当院では、患者様の共通の問題点を改善し、運動機能の維持、向上に役立てることを目的に、毎日健康体操を行っています。ご家庭でもお気軽に運動していただけるプログラムになっていますので、患者様のみならず、ご家族の皆様の健康増進のご提案につながっていると思います。ご興味のある方は、ぜひ一度見学にいらしてください。
パワーリハビリテーション
パワーリハビリテーションのトレーニングは、運動者に軽い負荷を与えて反復運動をする方法です。このトレーニングのもたらす効果として、以下のようなことが期待されています。
- 生活レベルが車椅子から歩行へ
- グループでの活動により目標や効果を共有し、喜びをわかちあえる
- これからも運動を続け、歩いて旅行に行きたいといった一段上の目標へ
痙縮治療
手足のまひは、脳卒中の後遺症の中でも最も多くみられる運動(機能)障害の一つで、痙縮という症状となって現れます。
痙縮とは筋肉が緊張しすぎて、手足を動かしにくかったり、勝手に動いてしまう状態のことです。
痙縮では、手指が握ったままとなり開こうとしても開きにくい、肘が曲がる、足先が足の裏側のほうに曲がってしまうなどの症状がみられます。
当院での痙縮治療ではまず整形外科医が診察しますが、その症状によっては肩関節と肘関節においてボトックス注射による治療(保険適用)が可能となりました。
この治療法は、ボツリヌス菌が作り出す天然のたんぱく質(ボツリヌストキシン)を有効成分とする薬を筋肉内に注射する治療法です。
ボツリヌストキシンには、筋肉を緊張させている神経の働きを抑える作用があるため、注射をすることで筋肉の緊張を和らげることができるのです。
ボツリヌス菌そのものを注射するわけではないので、ボツリヌス菌に感染する危険性はありません。
ボトックス注射による治療の効果
- 手足の筋肉が柔らかくなり、動かしやすくなることで、日常生活動作(ADL)が行いやすくなることが期待できます。
- リハビリテーションが行いやすくなることが期待できます。
- 手足の筋肉のつっぱり(痙縮)をやわらげることにより、痙縮による痛みを緩和する効果が期待できます。

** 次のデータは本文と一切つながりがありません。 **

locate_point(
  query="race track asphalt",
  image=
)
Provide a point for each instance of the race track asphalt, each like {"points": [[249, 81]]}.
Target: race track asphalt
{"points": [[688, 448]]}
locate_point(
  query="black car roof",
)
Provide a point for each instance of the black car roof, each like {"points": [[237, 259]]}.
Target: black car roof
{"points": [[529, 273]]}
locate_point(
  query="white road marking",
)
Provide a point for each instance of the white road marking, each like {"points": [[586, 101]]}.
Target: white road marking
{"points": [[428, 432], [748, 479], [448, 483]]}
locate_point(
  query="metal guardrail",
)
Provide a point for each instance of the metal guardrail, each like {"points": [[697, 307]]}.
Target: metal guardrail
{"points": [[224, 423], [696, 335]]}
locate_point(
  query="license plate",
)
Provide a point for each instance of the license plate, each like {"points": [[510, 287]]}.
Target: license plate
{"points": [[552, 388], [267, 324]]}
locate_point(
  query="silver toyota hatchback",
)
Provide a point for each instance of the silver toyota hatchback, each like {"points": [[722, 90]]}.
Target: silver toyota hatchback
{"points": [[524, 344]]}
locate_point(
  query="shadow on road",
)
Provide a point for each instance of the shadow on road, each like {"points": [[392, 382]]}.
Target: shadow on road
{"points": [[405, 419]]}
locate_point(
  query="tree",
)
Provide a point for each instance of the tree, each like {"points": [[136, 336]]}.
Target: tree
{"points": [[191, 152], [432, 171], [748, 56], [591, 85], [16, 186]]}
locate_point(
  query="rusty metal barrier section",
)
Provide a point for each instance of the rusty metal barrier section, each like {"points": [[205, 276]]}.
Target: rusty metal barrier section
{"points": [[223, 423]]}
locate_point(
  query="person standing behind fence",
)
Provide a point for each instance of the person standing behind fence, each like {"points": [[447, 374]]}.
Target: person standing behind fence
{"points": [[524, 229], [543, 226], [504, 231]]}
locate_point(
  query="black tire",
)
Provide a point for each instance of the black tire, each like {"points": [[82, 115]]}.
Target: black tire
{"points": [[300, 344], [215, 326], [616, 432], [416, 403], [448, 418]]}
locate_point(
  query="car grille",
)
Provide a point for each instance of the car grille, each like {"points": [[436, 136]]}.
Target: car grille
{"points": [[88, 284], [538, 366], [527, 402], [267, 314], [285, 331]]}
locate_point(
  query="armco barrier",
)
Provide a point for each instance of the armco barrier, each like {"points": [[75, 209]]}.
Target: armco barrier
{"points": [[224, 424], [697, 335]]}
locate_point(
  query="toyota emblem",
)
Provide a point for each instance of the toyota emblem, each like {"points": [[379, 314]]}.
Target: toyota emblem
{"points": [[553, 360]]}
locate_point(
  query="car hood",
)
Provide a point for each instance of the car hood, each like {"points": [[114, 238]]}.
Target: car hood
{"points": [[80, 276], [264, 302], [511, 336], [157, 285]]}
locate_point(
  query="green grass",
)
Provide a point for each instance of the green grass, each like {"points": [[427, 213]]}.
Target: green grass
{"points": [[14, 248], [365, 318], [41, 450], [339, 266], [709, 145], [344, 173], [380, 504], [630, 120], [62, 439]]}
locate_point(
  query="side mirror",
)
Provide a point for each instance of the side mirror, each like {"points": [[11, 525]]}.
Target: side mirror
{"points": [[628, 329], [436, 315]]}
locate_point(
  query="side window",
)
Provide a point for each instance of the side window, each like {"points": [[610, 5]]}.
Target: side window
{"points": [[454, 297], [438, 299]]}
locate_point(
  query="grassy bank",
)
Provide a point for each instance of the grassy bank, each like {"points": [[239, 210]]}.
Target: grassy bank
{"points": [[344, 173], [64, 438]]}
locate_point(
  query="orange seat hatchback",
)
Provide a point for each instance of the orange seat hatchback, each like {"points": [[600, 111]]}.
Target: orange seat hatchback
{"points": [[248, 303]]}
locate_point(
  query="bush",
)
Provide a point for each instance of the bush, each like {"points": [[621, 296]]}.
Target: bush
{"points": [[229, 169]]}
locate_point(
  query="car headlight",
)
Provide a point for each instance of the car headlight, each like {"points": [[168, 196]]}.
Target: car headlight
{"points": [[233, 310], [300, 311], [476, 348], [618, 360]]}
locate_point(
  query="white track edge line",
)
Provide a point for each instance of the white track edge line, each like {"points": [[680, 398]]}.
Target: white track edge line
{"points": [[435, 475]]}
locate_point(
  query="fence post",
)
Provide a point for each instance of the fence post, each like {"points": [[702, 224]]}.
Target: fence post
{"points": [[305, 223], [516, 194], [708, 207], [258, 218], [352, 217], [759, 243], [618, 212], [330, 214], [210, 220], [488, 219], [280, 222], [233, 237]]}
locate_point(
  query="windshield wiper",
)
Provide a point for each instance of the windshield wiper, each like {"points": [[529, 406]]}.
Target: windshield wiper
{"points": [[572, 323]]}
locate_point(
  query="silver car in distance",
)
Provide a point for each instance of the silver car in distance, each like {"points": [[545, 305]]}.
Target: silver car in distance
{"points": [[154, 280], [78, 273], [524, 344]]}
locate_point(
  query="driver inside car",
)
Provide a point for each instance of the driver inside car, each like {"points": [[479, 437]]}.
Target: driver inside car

- 関節が固まって動きにくくなったり、変形するのを防ぐことが期待できます。(拘縮予防)
- 介護の負担が軽くなることが期待できます。
機能の回復には、リハビリテーションを行わなければ効果が期待できません。
当院では、注射後の効果がより高まるよう、理学療法士が患者さんに最善のメニューを決めてしっかりリハビリを行います。
診察日について
診察: 毎週土曜日担当: 平 雄一郎医師
骨粗鬆症外来
骨粗鬆症とは
骨粗鬆症は、自覚症状が少ない病気です。
そのため、骨折をしてから分かるケースも多く、早めの対応が必要です。
また、骨粗鬆症はロコモティブシンドロームの原因ともされており、寝たきりの状態を作り出す一因 ともされています。
骨は日々作られては吸収されるという代謝を繰り返していますが、骨の形成よりも吸収速度のほうが 早くなると、骨に小さな穴が多数空いてスカスカになります。
その結果、骨の強度(強さ)が低下し、骨折しやすくなるのです。
検査の必要性について
- 身長が縮む
- 腰、背中が曲がる
- 重いものを持つと、腰や背中が痛い
- 自分の家族や親戚に大腿骨近位部骨折の手術を受けられたことがある
- 閉経が早かった
- ステロイドを含め多くの薬剤を服用している
- 普段運動する習慣が全くない
- 糖尿病などのメタボリック症候群がある
上記に該当する項目がある場合、検査・受診されることをお勧めします。
該当しない場合でも、60歳以上の女性の方は、ぜひ一度検査されることをお勧めします。
検査について
当院では、日立アロカメディカル社製DCS-600EXVを使用します。
この機械は、DEXA法を用いて計測するX線骨密度測定装置です。
この装置では、二種類のX線を照射して骨塩量を測定することができるので、超音波法よりも精度が 増していることがメリットです。
骨密度とは、骨量、骨塩量、骨塩定量と言い換えることもできますが、いずれも、骨中に含まれる カルシウムやリンなどのミネラル分がどれくらいかを調べる指標です。
この検査をすることによって、骨にどれぐらいの密度があるか、骨量が低下していないかを調べる ことができるので、骨粗鬆症の予防にもつながります。
前腕(橈骨)で測定するため、加齢による変形が少なく、高齢者の測定に向いています。
患者さんに、自然な体制で楽に検査していただけるうえ、検査時間も短いです。
継続して測定することで骨密度や検査データの改善をチェックしていくことができるので、4カ月に 1回、検査することをお勧めしています。